The guest was elderly but in good health. I suspected I knew the problem.
“Take your forefinger and touch your nose,” I suggested. “Can you do it?”
“No,” he said. “I keep hitting my face.”
This was something I’d never encountered but luckily I remembered my medical school neurology. This lady had suffered a cutoff of blood to her cerebellum, a structure at the base of the brain that controls coordination.
When you reach out, the brain instructs muscles to move your arm in the general direction of your goal. That’s the best it can do. The last few inches don’t require strength or mobility but fine, precise movements. That’s where the cerebellum takes over.

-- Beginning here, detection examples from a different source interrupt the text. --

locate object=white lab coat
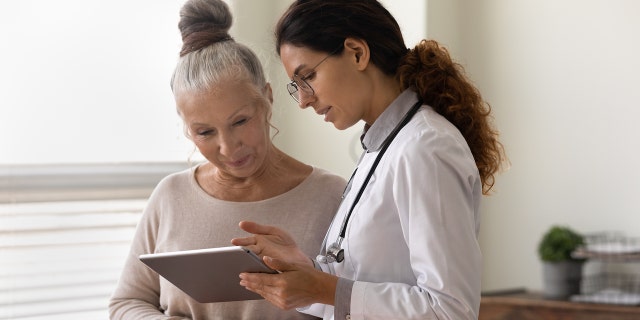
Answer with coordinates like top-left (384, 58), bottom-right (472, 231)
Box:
top-left (306, 90), bottom-right (482, 320)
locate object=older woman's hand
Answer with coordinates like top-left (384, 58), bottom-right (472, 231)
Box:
top-left (240, 257), bottom-right (338, 310)
top-left (231, 221), bottom-right (313, 270)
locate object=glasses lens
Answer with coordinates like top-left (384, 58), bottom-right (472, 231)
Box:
top-left (287, 81), bottom-right (300, 102)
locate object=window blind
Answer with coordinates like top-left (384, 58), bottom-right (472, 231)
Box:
top-left (0, 163), bottom-right (187, 320)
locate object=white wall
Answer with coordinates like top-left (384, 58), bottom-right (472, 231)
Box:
top-left (450, 0), bottom-right (640, 290)
top-left (0, 0), bottom-right (198, 164)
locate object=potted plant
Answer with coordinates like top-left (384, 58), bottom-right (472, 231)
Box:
top-left (538, 225), bottom-right (585, 299)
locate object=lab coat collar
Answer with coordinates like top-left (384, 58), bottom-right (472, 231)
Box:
top-left (360, 89), bottom-right (418, 152)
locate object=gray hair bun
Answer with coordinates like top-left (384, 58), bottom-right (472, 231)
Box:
top-left (178, 0), bottom-right (233, 57)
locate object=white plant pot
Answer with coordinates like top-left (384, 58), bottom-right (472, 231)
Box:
top-left (542, 261), bottom-right (584, 300)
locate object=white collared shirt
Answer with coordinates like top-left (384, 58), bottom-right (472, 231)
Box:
top-left (309, 90), bottom-right (482, 320)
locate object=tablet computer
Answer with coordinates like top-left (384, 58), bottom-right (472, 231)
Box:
top-left (139, 246), bottom-right (277, 303)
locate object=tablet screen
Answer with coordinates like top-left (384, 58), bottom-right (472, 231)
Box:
top-left (139, 246), bottom-right (277, 303)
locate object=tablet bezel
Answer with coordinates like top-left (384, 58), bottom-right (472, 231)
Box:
top-left (139, 246), bottom-right (277, 303)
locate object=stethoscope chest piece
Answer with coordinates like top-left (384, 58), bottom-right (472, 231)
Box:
top-left (316, 100), bottom-right (422, 263)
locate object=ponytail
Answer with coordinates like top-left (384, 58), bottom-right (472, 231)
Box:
top-left (396, 40), bottom-right (505, 194)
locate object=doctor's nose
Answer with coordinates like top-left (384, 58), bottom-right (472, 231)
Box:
top-left (298, 90), bottom-right (316, 109)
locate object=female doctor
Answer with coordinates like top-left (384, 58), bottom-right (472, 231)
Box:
top-left (232, 0), bottom-right (504, 319)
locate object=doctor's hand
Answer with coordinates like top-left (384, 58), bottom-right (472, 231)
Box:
top-left (240, 257), bottom-right (338, 310)
top-left (231, 221), bottom-right (313, 271)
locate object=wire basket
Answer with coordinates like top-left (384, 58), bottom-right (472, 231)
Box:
top-left (571, 232), bottom-right (640, 261)
top-left (570, 273), bottom-right (640, 306)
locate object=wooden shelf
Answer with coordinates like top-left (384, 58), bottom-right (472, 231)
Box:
top-left (479, 292), bottom-right (640, 320)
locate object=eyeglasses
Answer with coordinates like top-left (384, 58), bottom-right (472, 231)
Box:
top-left (287, 45), bottom-right (342, 103)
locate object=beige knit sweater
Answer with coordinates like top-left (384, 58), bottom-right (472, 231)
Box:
top-left (109, 168), bottom-right (345, 320)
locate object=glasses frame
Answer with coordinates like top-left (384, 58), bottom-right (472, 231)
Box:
top-left (287, 44), bottom-right (342, 103)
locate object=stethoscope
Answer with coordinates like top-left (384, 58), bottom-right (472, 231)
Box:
top-left (316, 100), bottom-right (422, 263)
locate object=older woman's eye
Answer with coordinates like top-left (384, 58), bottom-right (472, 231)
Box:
top-left (233, 118), bottom-right (249, 126)
top-left (196, 130), bottom-right (214, 136)
top-left (301, 70), bottom-right (316, 80)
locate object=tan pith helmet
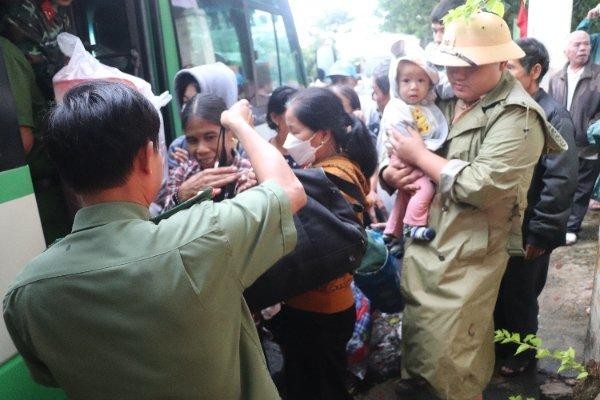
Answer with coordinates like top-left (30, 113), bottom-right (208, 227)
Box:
top-left (429, 12), bottom-right (525, 67)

With the cerebellum out of action, you’d have normal consciousness, strength, and sensation but no coordination. You could walk but only slowly with a clumsy, wide-based gait. If you reached for something, your hand would wobble wildly as it approached. The classic test is to ask a patient to put a finger on her nose. Without a cerebellum, it’s almost impossible.
It could have been a temporary loss of blood supply, a “transient ischemic attack” (TIA) or a permanent loss, a stroke. Waiting to see which would be unwise, so I urged her to go to a hospital where she was admitted.